What most people don't realize: if you configure MCP servers in your claude_desktop_config.json, Claude Desktop automatically bridges them into the Cowork VM via its SDK layer.

// claude_desktop_config.json (on your local machine)
{
  "mcpServers": {
    "outlook-mcp": {
      "command": "node",
      "args": ["C:/apps/outlook-mcp/dist/index.js"]
    },
    "Windows-MCP": {
      "command": "npx",
      "args": ["-y", "@anthropic/windows-mcp"]
    }
  }
}

These show up in Cowork as "type": "sdk" — meaning Desktop proxies them transparently. No extra configuration needed.

This alone gives you access to any stdio MCP server you've configured locally.

Layer 2: supergateway HTTP Bridge (For Additional Servers)
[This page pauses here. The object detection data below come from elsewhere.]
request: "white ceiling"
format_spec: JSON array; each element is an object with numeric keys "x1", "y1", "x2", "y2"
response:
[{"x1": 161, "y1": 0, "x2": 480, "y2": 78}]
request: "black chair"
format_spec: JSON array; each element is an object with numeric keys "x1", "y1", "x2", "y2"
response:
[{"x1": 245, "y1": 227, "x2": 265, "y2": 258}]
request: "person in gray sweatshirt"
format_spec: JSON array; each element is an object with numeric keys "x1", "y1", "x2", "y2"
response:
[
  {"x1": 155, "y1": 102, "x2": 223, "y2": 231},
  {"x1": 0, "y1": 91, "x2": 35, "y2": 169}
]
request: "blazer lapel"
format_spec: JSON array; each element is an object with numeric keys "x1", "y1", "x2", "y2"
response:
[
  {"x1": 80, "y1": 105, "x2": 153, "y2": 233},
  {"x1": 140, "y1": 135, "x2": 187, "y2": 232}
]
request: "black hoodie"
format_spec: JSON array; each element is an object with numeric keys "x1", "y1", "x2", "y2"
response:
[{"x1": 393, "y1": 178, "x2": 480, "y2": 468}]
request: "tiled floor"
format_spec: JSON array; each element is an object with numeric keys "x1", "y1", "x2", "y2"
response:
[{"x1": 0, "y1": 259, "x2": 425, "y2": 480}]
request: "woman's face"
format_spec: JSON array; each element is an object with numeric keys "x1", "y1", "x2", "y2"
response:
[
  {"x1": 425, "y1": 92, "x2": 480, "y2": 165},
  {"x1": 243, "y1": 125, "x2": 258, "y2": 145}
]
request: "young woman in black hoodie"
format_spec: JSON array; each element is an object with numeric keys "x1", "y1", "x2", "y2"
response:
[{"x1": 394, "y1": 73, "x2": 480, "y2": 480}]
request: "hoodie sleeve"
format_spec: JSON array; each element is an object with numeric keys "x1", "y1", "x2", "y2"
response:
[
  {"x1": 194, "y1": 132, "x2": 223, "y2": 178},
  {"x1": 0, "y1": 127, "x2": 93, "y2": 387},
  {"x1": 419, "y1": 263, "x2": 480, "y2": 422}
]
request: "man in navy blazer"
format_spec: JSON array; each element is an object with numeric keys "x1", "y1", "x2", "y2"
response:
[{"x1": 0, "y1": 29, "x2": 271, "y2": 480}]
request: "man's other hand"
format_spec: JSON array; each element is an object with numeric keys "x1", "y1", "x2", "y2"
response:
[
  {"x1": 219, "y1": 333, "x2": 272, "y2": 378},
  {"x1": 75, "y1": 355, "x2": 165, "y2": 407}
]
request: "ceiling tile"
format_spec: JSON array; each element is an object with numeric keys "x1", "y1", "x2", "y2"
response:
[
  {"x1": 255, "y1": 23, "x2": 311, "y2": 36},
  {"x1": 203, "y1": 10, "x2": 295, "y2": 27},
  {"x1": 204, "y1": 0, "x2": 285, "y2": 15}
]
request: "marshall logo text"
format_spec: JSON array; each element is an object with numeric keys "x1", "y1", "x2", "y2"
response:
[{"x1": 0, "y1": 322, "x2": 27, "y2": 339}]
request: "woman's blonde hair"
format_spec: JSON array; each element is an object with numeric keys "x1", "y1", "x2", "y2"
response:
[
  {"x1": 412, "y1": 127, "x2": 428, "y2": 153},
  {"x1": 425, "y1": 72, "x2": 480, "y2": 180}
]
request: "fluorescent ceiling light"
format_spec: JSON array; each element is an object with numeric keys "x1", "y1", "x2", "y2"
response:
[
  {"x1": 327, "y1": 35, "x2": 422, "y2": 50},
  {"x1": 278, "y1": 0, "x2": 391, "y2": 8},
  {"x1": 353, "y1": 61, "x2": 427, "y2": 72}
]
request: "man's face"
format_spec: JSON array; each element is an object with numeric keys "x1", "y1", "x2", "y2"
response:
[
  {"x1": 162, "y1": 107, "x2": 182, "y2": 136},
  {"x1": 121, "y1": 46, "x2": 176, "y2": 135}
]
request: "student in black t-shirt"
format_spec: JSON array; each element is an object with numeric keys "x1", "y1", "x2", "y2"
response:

For MCP servers that aren't in your Desktop config — or that you want to host on a separate machine — we use supergateway to convert stdio MCP servers into HTTP endpoints.

Architecture:

[Cowork VM] --HTTP--> [Your Server:8001-800x] --supergateway--> [MCP Server (stdio)]

Setup steps:

1. Install supergateway

npm install -g supergateway

2. Create a startup script for each MCP server

# start-mcp-servers.sh
supergateway --stdio "npx -y @anthropic/alphabanana-mcp" --port 8001 --baseUrl /mcp &
supergateway --stdio "npx -y @anthropic/mermaid-mcp" --port 8002 --baseUrl /mcp &
supergateway --stdio "npx -y @anthropic/pandoc-mcp" --port 8003 --baseUrl /mcp &
supergateway --stdio "npx -y @anthropic/antv-chart-mcp" --port 8004 --baseUrl /mcp &
supergateway --stdio "npx -y @anthropic/un-markdown-mcp" --port 8005 --baseUrl /mcp &

3. Use pm2 for process management

npm install -g pm2
pm2 start start-mcp-servers.sh --name mcp-bridge
pm2 save
pm2 startup  # auto-start on boot

4. Add to your project's .mcp.json

{
  "mcpServers": {
    "alphabanana": {
      "type": "streamable-http",
      "url": "http://localhost:8001/mcp"
    },
    "mermaid": {
      "type": "streamable-http",
      "url": "http://localhost:8002/mcp"
    }
  }
}

5. (Optional) Access from other machines via Tailscale

If your MCP host machine is on a Tailscale network, replace localhost with the Tailscale IP — and you can access these MCP servers from any device on your network.

The Full Architecture

Cowork VM
  |
  +-- SDK Bridge (automatic)
  |     +-- Claude Desktop proxies locally-configured MCPs
  |         +-- outlook-mcp
  |         +-- Windows-MCP
  |         +-- PDF Tools
  |         +-- Notion
  |         +-- Claude in Chrome
  |         +-- Playwright
  |         +-- Excel MCP
  |         +-- ... (any stdio MCP in claude_desktop_config.json)
  |
  +-- HTTP Bridge (supergateway)
        +-- Remote HTTP endpoints on your server
            +-- :8001 -> alphabanana (image generation)
            +-- :8002 -> mermaid (diagram preview)
            +-- :8003 -> pandoc (document conversion)
            +-- :8004 -> antv-chart (30+ chart types)
            +-- :8005 -> un-markdown (document publishing)

Results

This worked on the first attempt. We now have:

  • 18 MCP servers active simultaneously in Cowork
  • Zero downtime (pm2 auto-restarts on crash)
  • Full functionality — document generation, browser automation, email, calendar, Excel, charts, diagrams, all working inside Cowork

Why This Matters

The "MCP doesn't work in Cowork" narrative is holding back a lot of teams. With this two-layer approach, you get the full power of MCP inside Cowork sessions — which makes Claude Desktop + Cowork a genuinely viable team collaboration platform.